While I've been here...

photo of a postcard of Dallas, Texas with Kennedy

Chris Longbottom has devoted his professional career to researching tooth decay. But away from the chair, the lecturer in paediatric dentistry has put his physiological skills to an altogether different use...

The assassination of US President John F Kennedy sparked a 35-year obsession in Chris and he is now regarded as a British authority on the forensics of the case.

Chris's fascination with the shooting on November 22 1963 was born in the mid 1960s when as a dental student here at the University of Dundee he came across a newspaper article focussing on growing speculation that there was more to the shooting than there first seemed.

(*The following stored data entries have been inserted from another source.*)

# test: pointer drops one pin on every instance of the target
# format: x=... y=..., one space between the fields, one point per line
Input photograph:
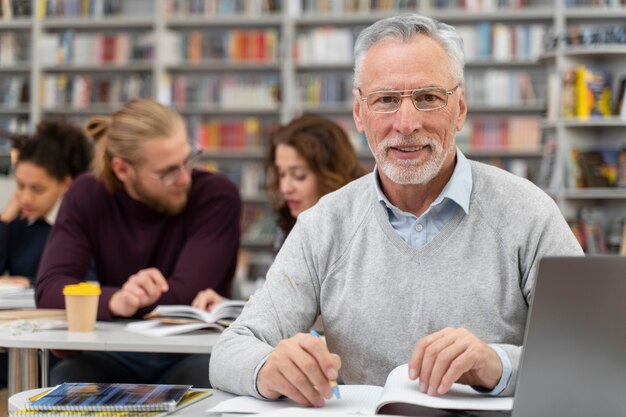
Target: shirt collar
x=458 y=188
x=52 y=214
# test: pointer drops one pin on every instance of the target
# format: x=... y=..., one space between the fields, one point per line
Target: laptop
x=574 y=358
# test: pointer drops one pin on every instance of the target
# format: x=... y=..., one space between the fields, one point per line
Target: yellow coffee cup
x=81 y=306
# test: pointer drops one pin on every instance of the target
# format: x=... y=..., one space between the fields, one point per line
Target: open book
x=166 y=320
x=398 y=394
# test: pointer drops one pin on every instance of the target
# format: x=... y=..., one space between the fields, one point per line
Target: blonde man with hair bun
x=158 y=230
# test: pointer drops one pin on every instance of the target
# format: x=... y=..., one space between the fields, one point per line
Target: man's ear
x=120 y=168
x=356 y=110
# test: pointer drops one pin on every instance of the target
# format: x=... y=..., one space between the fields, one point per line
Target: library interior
x=544 y=82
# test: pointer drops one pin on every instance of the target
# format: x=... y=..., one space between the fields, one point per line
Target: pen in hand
x=333 y=384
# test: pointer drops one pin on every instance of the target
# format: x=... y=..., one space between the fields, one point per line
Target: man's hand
x=207 y=299
x=11 y=211
x=140 y=290
x=453 y=355
x=299 y=368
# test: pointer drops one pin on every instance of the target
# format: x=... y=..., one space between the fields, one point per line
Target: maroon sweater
x=194 y=250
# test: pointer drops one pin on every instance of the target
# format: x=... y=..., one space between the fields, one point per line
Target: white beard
x=411 y=171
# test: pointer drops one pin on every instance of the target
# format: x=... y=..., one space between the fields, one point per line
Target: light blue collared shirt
x=419 y=231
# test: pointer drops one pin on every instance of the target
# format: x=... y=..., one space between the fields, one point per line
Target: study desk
x=22 y=299
x=194 y=410
x=28 y=354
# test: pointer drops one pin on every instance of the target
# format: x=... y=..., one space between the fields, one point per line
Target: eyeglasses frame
x=407 y=93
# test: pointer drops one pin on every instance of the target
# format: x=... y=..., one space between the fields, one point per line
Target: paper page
x=308 y=412
x=156 y=328
x=354 y=399
x=400 y=389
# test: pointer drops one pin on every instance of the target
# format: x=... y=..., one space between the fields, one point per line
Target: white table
x=199 y=408
x=28 y=352
x=22 y=299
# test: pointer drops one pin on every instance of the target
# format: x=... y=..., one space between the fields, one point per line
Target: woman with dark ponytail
x=47 y=162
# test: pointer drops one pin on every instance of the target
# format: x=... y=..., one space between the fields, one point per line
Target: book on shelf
x=620 y=102
x=168 y=320
x=399 y=396
x=598 y=168
x=191 y=396
x=593 y=92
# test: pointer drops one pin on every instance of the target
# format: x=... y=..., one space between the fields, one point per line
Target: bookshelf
x=587 y=175
x=236 y=68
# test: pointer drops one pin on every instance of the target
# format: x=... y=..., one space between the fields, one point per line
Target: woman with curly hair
x=308 y=158
x=47 y=162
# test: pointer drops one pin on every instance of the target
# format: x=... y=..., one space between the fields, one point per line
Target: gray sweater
x=377 y=295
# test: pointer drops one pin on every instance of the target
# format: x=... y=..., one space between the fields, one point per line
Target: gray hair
x=403 y=28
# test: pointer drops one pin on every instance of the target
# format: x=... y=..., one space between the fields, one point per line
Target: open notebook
x=370 y=399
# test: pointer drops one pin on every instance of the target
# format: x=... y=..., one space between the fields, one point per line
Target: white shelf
x=205 y=22
x=219 y=65
x=16 y=68
x=595 y=194
x=217 y=110
x=19 y=23
x=105 y=23
x=143 y=66
x=18 y=110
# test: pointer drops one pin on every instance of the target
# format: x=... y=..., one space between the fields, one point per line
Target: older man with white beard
x=429 y=260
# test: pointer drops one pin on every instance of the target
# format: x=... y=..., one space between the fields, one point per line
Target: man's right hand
x=11 y=211
x=141 y=289
x=299 y=368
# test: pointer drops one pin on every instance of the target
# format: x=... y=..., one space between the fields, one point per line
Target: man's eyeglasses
x=424 y=99
x=171 y=175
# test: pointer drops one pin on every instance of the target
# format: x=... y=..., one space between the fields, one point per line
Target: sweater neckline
x=431 y=247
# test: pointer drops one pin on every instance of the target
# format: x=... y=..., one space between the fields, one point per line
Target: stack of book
x=110 y=400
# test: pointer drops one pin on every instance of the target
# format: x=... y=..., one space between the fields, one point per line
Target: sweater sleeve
x=548 y=235
x=4 y=246
x=66 y=256
x=285 y=305
x=209 y=256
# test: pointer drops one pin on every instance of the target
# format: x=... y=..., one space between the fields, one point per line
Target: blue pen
x=333 y=384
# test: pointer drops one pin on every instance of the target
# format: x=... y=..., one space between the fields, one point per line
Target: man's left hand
x=453 y=355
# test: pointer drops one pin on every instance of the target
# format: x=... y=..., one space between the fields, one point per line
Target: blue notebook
x=110 y=397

"People were beginning to realise that the evidence just didn't seem to tally," said Chris. 'A great debate exploded on the "single bullet theory" and as a dental student, studying anatomy and physiology, I found it immensely intriguing."

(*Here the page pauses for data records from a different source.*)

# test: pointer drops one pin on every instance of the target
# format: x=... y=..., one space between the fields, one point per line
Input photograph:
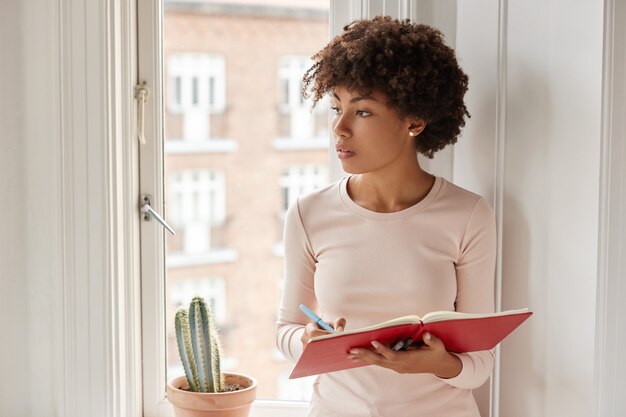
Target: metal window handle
x=149 y=212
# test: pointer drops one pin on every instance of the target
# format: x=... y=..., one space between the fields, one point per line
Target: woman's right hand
x=311 y=330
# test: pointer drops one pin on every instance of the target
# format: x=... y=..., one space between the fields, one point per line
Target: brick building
x=240 y=144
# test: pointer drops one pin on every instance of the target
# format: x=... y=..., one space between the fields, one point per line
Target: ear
x=416 y=126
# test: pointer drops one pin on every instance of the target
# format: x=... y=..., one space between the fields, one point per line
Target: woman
x=390 y=239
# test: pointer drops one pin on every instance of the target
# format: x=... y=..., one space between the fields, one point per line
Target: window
x=301 y=179
x=224 y=181
x=300 y=126
x=196 y=102
x=198 y=212
x=259 y=146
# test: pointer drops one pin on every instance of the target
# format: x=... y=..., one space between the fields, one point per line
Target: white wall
x=13 y=285
x=554 y=94
x=551 y=137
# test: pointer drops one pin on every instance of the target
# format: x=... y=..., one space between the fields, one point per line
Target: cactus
x=199 y=347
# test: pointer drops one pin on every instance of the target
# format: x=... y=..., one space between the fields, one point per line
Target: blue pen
x=317 y=319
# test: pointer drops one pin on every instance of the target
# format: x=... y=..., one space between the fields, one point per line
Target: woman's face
x=369 y=135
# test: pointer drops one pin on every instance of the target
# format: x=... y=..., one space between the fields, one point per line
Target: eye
x=335 y=110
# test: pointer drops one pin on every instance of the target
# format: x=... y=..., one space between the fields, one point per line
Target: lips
x=343 y=152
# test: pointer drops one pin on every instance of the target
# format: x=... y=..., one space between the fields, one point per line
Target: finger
x=367 y=356
x=311 y=330
x=433 y=341
x=383 y=350
x=339 y=324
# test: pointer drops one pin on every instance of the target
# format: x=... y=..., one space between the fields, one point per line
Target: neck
x=387 y=193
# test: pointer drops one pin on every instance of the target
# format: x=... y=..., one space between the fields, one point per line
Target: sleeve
x=475 y=274
x=297 y=285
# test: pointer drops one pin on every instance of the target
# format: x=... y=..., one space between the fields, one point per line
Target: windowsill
x=205 y=146
x=290 y=144
x=215 y=256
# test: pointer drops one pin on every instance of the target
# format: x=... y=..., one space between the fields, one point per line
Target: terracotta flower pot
x=204 y=404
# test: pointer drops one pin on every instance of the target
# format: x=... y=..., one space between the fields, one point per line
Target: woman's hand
x=432 y=357
x=311 y=330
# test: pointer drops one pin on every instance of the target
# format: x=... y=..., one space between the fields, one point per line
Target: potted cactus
x=204 y=390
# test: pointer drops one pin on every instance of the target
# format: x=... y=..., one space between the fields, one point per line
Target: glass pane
x=240 y=146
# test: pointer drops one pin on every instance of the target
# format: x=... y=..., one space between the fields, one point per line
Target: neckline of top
x=375 y=215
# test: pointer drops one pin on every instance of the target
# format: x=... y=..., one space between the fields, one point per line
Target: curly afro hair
x=408 y=62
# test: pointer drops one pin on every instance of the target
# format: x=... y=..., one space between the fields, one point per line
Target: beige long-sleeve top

The "single bullet theory" lies at the crux of the controversy over Kennedy's murder, which still rumbles on today. The official body which investigated the assassination concluded that lone assassin Lee Harvey Oswald could have fired the purported number of shots from his position at the book depository window, and that one of the bullets fired that fateful day hit both Kennedy and Governor John Connally who was sitting in front of the President as their limousine toured the streets of Dallas.

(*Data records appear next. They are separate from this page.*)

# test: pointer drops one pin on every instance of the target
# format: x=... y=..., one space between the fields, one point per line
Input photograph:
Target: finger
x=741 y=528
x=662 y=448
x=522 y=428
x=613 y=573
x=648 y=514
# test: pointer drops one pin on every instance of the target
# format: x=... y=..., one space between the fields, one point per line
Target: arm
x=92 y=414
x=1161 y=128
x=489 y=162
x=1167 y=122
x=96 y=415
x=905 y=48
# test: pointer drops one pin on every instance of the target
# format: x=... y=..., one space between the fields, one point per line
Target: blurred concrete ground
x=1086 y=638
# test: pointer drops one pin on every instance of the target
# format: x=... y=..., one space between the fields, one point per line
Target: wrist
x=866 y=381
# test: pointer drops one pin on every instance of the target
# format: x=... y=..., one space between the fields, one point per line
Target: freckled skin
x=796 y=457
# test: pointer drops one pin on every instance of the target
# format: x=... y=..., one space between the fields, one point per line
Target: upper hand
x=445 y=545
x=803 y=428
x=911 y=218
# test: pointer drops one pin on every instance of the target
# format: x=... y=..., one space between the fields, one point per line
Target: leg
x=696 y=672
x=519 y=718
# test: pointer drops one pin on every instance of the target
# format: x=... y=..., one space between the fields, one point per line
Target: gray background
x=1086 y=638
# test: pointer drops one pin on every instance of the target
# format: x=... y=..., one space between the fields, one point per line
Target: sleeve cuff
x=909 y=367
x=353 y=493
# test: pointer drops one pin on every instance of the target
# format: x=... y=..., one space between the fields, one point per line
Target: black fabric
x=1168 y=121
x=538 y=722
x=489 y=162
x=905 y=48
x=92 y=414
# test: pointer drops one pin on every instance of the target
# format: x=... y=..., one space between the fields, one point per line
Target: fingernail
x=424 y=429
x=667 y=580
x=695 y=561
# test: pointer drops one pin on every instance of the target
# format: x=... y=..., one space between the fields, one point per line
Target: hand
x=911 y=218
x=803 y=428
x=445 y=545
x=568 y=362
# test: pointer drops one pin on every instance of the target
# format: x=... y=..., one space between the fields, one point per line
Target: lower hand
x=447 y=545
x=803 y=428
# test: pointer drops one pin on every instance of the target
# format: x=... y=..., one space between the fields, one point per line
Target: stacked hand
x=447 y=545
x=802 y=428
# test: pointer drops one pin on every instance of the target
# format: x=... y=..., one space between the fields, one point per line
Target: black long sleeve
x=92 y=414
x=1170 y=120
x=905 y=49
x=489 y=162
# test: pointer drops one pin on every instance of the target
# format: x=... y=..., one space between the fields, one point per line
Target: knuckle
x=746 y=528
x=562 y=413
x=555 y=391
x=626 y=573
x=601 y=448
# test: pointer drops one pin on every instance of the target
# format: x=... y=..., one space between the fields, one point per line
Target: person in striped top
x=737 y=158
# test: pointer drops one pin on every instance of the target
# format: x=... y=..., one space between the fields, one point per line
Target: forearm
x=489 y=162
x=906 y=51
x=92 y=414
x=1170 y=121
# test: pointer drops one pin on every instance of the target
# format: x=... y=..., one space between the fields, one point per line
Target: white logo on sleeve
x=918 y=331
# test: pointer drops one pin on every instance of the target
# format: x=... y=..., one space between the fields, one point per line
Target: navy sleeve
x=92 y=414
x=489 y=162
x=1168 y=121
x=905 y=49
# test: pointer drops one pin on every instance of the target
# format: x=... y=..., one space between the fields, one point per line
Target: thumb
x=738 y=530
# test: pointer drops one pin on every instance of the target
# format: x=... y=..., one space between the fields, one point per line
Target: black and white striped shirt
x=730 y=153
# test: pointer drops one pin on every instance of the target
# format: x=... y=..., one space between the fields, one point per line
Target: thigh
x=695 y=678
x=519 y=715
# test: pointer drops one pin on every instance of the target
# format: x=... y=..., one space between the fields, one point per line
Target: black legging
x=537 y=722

Given the location of Kennedy and Connally's wounds, the bullet would have had to change course several times - something which many still maintain is impossible. A second gunman must have been present, say the conspiracy theorists, shooting from the notorious grassy knoll.

Captivated by the mystery, Chris spent hours examining any documentary evidence available and in 1969 was one of the few people in this country to obtain a copy of the infamous Zapruder film, the amateur video footage which captured the brutal shooting of the President. He has consulted Dr Charles Crenshaw, the Dallas hospital trauma room doctor who examined Kennedy's body and has made the trip to Dallas to see Dealey plaza, the scene of the shooting, for himself.

After qualifying in 1971 he took two months away from dentistry tow write a detailed medical manuscript on the case, which has formed the basis of the numerous lectures he has given over the last thirty years.

His investigations have brought him to the conclusion that the shots which killed Kennedy did indeed come from the book depository window, but he is reluctant to speculate on Oswald's motivation for the crime.

"That is something I'll never know, not even in another 35 years!"